Bolton: “The appeal process is well underway. If from the city’s perspective the result is favorable and the lower court is overturned, conduct by the city inconsistent with the appellate court’s anticipated decision should be avoided.”

EMS board shackled

     The city’s decision to stop its EMS board appointees from attending the Haven EMS board meetings presents problems. The City of Haven is allocated four board members; two are from the Haven Township; Sumner and Yoder townships each have one, for a total eight members.

Without the four City of Haven members, that leaves only four at the EMS board meetings, which means that they cannot achieve a quorum, or legal majority, to conduct official business.

The decision to pull their board members was made at the March 5, 2018, meeting of the Haven City Council.  The motion passed unanimously.

Haven EMS Director Troyer has a full schedule. He also serves as a division chief for Reno County EMS. He has an office in the emergency wing at Hutchinson Regional Medical Center.

Troyer said he did not know why the City of Haven was taking legal action against the townships in the EMS matter.

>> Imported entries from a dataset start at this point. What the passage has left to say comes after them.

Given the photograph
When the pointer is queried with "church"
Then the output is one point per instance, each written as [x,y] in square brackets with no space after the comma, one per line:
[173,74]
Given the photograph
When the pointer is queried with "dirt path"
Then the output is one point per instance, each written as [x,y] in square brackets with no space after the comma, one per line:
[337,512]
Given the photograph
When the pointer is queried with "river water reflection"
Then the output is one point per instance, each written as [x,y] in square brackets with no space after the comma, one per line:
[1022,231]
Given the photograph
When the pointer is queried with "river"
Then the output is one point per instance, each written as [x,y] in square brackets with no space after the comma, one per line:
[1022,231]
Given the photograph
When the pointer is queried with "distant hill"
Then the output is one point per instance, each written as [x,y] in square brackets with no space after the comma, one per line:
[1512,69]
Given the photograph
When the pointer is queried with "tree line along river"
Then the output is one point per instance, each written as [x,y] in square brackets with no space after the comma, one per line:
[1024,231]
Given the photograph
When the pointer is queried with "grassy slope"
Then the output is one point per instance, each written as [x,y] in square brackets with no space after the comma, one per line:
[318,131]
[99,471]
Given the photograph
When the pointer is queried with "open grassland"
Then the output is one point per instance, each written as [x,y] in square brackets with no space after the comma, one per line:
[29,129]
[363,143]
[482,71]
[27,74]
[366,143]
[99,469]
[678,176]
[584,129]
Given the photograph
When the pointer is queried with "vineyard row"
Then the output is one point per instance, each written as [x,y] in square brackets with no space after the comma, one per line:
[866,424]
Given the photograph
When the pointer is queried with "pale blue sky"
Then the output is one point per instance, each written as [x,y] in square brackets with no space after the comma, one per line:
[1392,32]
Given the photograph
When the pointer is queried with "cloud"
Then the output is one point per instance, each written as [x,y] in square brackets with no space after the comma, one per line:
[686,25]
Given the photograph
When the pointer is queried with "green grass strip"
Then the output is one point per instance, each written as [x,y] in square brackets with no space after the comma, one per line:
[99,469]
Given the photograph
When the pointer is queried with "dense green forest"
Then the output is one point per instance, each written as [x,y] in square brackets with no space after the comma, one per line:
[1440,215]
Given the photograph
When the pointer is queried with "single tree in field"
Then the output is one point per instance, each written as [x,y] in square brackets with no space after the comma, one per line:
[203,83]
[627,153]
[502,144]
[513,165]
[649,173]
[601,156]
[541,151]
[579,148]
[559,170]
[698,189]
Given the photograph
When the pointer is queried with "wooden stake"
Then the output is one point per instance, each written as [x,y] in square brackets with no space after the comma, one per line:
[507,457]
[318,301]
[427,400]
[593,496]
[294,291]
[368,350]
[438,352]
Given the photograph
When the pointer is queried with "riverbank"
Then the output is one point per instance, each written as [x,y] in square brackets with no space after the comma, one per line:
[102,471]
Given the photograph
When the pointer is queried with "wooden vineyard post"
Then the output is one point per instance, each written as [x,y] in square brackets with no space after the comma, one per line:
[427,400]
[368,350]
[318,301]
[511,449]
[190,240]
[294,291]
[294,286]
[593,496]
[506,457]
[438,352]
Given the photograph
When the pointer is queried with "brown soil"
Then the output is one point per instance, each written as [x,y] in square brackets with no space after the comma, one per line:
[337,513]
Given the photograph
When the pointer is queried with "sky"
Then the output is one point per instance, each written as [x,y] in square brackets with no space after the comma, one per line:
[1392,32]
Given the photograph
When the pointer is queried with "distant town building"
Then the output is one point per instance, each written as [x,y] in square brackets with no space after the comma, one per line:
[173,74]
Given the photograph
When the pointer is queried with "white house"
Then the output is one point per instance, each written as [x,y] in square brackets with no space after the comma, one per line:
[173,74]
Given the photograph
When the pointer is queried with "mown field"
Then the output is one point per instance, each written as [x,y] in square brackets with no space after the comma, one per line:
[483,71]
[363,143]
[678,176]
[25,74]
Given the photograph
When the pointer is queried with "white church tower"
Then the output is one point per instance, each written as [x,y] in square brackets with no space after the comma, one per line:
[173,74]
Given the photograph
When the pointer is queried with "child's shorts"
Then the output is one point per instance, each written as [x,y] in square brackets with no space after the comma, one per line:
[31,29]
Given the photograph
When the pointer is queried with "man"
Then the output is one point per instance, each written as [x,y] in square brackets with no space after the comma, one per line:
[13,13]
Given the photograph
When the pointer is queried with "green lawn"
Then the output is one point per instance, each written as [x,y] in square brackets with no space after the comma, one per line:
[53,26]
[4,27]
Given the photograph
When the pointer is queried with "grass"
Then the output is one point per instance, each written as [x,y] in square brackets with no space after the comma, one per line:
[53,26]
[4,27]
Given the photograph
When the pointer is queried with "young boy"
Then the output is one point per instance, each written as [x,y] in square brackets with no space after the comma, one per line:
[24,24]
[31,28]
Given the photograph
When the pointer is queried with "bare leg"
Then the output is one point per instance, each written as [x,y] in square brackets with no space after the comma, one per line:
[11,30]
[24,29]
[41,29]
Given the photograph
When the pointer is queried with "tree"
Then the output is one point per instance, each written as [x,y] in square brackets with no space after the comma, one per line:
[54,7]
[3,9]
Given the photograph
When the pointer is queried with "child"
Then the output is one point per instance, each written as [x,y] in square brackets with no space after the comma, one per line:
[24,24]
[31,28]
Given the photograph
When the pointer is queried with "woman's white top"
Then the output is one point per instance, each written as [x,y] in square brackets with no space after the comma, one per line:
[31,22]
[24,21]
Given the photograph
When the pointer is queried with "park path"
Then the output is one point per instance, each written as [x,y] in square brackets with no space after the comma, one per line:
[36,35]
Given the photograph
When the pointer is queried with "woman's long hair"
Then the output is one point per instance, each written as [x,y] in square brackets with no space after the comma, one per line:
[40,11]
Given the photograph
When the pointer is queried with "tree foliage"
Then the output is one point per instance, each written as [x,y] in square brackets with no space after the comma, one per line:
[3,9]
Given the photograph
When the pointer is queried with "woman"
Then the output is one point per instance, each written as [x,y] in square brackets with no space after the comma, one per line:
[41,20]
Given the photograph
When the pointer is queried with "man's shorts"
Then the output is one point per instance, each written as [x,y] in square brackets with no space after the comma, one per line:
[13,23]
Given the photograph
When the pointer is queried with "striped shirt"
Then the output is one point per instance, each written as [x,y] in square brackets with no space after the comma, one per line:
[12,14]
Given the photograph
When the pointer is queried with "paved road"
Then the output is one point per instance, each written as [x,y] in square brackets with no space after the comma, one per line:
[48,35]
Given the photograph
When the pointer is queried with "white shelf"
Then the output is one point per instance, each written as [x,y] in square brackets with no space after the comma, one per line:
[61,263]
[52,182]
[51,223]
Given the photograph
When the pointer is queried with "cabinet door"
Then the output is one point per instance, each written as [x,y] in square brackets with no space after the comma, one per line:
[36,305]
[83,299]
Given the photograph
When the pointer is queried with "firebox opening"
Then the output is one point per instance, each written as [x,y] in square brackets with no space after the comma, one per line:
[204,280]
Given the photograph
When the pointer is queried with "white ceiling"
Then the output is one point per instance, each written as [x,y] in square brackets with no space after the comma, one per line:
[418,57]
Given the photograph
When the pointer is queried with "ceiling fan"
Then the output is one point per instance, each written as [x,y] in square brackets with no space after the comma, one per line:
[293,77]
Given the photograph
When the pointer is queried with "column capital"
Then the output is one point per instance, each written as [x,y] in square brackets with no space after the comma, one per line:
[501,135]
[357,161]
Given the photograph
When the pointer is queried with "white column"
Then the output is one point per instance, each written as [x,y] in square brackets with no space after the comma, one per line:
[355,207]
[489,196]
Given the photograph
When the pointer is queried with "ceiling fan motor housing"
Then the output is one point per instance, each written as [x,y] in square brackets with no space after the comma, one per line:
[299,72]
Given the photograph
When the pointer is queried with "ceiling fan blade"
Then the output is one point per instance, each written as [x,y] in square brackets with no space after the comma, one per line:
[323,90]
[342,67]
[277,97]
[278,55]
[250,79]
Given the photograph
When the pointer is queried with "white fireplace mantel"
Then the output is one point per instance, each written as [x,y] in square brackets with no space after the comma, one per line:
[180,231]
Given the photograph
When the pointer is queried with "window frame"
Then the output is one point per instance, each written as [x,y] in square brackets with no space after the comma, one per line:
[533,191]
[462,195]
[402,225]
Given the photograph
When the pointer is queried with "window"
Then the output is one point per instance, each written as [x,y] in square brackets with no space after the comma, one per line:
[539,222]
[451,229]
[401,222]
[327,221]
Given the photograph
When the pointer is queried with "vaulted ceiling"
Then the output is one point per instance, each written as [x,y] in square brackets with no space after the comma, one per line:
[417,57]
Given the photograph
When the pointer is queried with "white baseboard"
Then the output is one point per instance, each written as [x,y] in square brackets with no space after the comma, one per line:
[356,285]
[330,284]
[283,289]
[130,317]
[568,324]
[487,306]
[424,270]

“I really don’t know what the deal is, or why they want to have control,” he said. “I am just kind of caught in the middle, between the city and the townships. It makes it kind of hard to conduct business, when four of eight members walked out.”

Funding needed?

     The service has always tried to replace ambulances every 10 years. But the two ambulances now in the EMS service building in Haven are 10 years and 21 years old, respectively. The older one is a Ford that still runs well, but it is starting to require more maintenance and has some oil leaks.

A capital outlay fund may need an infusion from the city and the townships. It currently holds about $70,000, and a new ambulance costs $200,000, he said.

But nothing can be done with the EMS board in limbo.

The Haven EMS service is running on a meager staff, with eight EMTs and two paramedics, counting Troyer. They are spread thin to provide daily 24-hour service, but there are no plans now to hire more people.

“I have been waiting to see the outcome of this litigation,” he said, “to see if I need to put people through school. I don’t want to spend money needlessly if we are not going to be here.”

Former Haven Mayor Paula Scott, who served on the council from 2008 to 2017, said the Haven EMS is an essential service.

“I think any community that has a viable EMS service should consider it one of its most valuable assets. Haven is fortunate that we don’t have to depend on anyone else.”

Not a clue

     Scott said she had no information about the dispute between the city and the townships.

“I have no clue what is going on,” she said. “I think the concept of a cooperative agreement, between city and township, that concept is always good.”

Dale Kaufman, who recently retired from his farming operation in Yoder Township, serves on the Haven EMS board. He is concerned about the City of Haven’s law suit but was heartened by the recent court ruling in favor of the townships.

“Our goal now is to get the ship straightened out and create an independent governmental agency which has its own taxing authority and elected representatives, in a specified (EMS) district,” Kaufman said. “And keep providing good service.”

Savaiano agreed with that sentiment.

“I think the service does a good job. Of all the years I have been involved with it, I can never remember them missing a call. I think the city should leave them alone.”